With the smallest suspension of disbelief, we’re prepared to embrace the Marvel Cinematic Universe, with its deep conspiracies, otherworldly technology and skyscraper-flattening dust-ups between super-powered good and evil. So why not the Crosbie Literary Universe? Undoubtedly as special, the CLU’s cerebral but pop outlook, operatic sensibilities (artificial and emotionally overwrought at once), and hallucinatory weirdness do not have the mass-market cachet of the MCU. Still, it’s eminently worthy of our attention. Crosbie’s inventive latest (which clearly shares familial traits with Dorothy l’Amour and Life Is About Losing Everything) is a hypnotically perverse opiate fantasy, a “true story” that began, the author notes, as a young-adult novel that “only a lunatic would publish.” With a cast of extras that includes: an ex-groupie mother who drinks spiked Snapple; Marilyn, an ancient former showgirl with bark-textured skin; a prostitute named Strawberry Quick; and Lee Tater, “California’s biggest Liberace fan,” the restless, funny and artfully crazed story tells about the “complicated affections” between struggling teenage singer and the book’s frequent narrator, Evelyn Gray, and Celine Black, the charismatic frontman of Bleach (and a seeming reincarnation of Kurt Cobain).

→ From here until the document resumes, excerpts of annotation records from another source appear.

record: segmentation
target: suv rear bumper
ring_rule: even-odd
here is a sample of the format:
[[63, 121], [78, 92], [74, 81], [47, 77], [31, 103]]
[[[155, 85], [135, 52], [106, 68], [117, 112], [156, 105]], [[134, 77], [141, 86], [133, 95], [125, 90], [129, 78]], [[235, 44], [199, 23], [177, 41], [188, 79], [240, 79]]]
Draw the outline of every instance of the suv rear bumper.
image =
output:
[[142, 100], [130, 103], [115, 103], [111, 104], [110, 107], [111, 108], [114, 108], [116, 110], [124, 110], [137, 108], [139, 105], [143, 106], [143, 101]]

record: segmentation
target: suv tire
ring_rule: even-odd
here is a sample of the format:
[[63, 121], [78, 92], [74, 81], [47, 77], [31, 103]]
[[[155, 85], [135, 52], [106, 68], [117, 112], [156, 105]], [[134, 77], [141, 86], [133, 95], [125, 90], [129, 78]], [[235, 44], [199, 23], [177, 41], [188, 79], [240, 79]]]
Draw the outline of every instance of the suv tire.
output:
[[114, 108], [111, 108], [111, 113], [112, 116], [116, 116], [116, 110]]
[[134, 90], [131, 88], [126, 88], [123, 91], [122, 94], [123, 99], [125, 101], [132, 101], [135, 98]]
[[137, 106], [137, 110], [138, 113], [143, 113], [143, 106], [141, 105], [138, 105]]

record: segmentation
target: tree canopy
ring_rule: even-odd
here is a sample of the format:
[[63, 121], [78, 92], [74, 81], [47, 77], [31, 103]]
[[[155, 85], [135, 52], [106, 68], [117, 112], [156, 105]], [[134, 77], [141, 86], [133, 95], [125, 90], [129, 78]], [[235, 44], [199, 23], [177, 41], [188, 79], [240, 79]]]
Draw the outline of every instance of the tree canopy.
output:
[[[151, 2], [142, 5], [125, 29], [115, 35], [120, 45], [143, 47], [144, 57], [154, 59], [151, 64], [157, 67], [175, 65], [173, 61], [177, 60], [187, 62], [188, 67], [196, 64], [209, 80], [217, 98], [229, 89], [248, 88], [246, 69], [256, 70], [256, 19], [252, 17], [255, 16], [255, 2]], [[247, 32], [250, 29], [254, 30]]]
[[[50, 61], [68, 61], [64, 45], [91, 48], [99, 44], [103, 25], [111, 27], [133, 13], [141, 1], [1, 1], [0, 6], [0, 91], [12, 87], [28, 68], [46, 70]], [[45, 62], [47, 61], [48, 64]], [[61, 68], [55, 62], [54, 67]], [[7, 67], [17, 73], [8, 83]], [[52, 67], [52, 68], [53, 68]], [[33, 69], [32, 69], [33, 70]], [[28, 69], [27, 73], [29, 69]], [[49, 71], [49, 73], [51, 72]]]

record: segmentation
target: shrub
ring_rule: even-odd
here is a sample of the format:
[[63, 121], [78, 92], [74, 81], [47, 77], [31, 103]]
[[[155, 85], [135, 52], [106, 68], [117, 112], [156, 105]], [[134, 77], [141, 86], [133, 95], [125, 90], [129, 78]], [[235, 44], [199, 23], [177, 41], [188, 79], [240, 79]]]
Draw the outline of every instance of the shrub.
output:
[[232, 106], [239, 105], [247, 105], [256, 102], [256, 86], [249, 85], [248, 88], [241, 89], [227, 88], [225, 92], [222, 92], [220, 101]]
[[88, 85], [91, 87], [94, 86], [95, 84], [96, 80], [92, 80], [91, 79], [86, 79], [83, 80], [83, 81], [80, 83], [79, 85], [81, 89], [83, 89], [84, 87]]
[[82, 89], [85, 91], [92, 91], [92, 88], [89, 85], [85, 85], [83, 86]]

After escaping a mental hospital (where Evelyn, of Carnation, Wash., age 15, has awoken after a suicide attempt), the two rebels flee to a series of fleabag motels in L.A. Between mainlining heroin and chugging Oxycontin shakes, the Bonnie-and-Clyde-meet-Kurt-and-Courtney of 2014 become post-grunge stars while committing murder and arson, and signing to a remake of A Star Is Born. “When had my life become an esoteric melodrama?” Evelyn asks, and Crosbie documents every wrong turn on this couple’s road to ruination. At heart, a teenage girl’s “traumatic sense of loss, pain and loneliness” animates the story. But, really, it’s another fever-dream of the CLU. Adventurous fanboys and girls will enjoy it as such.